The award luncheon was started in 2000 by former law clerks to Justice Stevens. Justice Stevens has served on the Supreme Court bench for 33 years (he was nominated by then President Gerald Ford in 1975 to take the place of retiring Justice William O. Douglas), and is approaching the all-time record for service. The justice appeared well and delivered his remarks in a robust and strong-voiced delivery that could be associated with a much younger person.
The 88 year-old U.S. Supreme Court Justice spoke in depth about former Chicago Mayor Richard J. Daley and the current mayor, Richard M. Daley. Justice Stevens is a Chicago native, and after clerking for a Supreme Court Justice, Stevens returned to Chicago to practice law.
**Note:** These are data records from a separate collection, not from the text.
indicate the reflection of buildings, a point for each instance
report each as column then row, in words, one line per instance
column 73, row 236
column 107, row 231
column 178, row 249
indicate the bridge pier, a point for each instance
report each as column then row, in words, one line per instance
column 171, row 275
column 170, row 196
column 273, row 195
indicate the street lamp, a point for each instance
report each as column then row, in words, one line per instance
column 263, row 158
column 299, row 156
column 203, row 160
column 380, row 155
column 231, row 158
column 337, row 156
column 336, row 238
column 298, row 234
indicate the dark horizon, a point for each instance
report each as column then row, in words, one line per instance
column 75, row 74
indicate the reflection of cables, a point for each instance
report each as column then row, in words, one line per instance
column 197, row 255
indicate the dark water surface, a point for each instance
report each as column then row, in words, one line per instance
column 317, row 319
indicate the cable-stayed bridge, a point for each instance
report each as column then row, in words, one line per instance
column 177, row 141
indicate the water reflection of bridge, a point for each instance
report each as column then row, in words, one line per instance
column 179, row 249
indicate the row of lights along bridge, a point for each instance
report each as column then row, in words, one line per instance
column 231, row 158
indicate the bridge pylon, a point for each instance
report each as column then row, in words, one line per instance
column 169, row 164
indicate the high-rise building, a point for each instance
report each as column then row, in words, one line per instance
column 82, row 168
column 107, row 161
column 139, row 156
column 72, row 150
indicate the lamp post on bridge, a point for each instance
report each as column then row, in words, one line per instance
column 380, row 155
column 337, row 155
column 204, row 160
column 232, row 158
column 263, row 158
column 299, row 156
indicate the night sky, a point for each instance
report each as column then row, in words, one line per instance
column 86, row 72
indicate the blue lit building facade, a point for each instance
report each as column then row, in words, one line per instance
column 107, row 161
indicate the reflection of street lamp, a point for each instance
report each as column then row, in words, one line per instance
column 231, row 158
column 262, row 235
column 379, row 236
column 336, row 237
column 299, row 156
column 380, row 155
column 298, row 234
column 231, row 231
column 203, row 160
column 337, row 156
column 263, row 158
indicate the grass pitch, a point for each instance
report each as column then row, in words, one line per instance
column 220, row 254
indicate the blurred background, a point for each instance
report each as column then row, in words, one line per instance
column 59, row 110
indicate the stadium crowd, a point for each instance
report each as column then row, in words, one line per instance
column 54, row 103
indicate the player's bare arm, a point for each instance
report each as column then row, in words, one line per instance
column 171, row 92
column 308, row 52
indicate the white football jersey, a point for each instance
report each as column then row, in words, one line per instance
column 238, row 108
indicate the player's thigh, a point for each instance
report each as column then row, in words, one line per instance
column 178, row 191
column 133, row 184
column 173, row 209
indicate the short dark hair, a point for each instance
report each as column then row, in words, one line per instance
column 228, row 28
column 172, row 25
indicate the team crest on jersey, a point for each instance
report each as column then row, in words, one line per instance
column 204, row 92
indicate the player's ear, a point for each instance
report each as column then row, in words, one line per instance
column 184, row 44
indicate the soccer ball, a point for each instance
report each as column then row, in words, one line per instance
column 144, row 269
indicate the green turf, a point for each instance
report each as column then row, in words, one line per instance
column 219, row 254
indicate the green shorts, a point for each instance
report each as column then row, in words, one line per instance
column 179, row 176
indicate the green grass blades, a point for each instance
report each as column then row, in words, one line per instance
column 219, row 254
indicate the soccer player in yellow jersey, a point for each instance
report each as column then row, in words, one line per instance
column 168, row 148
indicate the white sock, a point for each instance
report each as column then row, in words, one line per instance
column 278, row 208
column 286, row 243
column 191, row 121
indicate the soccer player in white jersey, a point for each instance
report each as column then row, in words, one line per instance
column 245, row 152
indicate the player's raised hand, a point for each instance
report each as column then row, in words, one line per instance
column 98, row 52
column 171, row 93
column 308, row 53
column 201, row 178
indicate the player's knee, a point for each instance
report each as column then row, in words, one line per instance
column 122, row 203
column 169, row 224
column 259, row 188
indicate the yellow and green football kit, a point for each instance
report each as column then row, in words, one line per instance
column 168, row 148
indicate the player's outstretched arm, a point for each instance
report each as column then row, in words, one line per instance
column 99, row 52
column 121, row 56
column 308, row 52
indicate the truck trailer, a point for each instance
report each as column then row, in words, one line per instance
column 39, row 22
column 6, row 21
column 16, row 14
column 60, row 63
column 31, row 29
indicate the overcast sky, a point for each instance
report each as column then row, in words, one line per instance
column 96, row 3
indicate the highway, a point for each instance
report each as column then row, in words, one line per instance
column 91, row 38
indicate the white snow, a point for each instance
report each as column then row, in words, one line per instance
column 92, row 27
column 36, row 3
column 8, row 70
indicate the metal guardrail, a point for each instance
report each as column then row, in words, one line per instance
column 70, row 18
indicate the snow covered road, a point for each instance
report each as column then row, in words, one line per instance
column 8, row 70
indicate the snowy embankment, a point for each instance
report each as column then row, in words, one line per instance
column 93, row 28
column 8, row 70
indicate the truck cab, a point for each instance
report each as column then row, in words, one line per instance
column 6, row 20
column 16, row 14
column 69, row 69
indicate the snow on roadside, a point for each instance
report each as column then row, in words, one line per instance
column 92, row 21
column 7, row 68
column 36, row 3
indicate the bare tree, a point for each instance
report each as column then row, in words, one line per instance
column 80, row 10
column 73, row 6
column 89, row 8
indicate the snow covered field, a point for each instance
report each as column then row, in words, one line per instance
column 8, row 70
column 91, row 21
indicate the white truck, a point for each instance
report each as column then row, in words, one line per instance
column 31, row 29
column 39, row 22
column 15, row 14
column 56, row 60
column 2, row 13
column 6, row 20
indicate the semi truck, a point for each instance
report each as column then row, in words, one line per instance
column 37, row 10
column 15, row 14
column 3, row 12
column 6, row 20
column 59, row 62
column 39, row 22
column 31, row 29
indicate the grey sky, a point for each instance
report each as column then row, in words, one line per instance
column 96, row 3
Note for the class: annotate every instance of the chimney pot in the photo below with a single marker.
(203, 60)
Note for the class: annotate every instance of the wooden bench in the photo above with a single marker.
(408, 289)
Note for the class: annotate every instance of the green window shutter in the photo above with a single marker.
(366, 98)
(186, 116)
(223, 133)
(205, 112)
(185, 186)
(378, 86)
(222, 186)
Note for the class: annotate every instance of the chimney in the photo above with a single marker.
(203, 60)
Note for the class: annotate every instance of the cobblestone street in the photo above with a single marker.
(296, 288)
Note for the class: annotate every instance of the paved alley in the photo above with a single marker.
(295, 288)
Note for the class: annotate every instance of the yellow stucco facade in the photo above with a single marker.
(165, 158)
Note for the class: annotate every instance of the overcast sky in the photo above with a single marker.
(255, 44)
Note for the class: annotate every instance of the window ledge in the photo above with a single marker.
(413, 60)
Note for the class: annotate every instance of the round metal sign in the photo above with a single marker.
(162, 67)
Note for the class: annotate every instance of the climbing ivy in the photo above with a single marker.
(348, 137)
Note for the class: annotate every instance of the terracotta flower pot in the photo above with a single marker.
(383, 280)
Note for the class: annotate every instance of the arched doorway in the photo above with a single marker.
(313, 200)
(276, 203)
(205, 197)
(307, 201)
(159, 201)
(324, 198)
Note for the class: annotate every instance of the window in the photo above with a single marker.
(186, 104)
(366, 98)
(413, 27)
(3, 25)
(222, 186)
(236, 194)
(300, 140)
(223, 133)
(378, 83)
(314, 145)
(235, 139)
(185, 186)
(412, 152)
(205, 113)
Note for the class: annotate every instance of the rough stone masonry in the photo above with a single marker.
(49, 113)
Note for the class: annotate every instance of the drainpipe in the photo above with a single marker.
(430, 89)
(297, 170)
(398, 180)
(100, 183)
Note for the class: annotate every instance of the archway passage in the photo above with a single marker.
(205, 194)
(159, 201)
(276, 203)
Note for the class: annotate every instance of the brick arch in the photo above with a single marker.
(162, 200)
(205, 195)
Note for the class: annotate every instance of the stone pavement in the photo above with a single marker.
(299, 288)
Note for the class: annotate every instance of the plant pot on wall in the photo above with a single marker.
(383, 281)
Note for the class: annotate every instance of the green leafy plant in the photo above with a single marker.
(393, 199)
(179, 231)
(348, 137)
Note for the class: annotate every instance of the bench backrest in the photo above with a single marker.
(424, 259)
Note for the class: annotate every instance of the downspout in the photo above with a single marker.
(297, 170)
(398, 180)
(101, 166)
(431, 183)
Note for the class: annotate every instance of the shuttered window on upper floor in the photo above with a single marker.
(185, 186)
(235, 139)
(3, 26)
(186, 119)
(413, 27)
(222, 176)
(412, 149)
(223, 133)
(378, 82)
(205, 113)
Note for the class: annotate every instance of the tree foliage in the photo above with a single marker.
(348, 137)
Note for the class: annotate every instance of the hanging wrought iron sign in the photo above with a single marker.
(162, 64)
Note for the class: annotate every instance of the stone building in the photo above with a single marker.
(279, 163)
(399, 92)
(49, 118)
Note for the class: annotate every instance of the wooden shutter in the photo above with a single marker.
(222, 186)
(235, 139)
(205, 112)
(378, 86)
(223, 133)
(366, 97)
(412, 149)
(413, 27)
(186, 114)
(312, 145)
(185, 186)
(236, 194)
Upon his return Justice Stevens paired up with Richard J. Daley, a state representative at the time, to fight for integration and civil rights within Chicago’s law societies. Justice Stevens commended both Mayor Daleys for their efforts in Chicago.
In addition, Justice Stevens spoke about the legal definitions of words like “people” and “liberty” in the written law, the constitution and in opinions found in cases. How these words are interpreted shapes our understanding of the law in different settings.
Also honored was attorney John B. Simon, United States Court of Appeals Judge Ann C. Williams and Illinois Supreme Court Chief Justice Thomas R. Fitzgerald. All of the award recipients spoke about their legal careers and honored they were to have received the award bearing Justice Stevens’s name in his presence.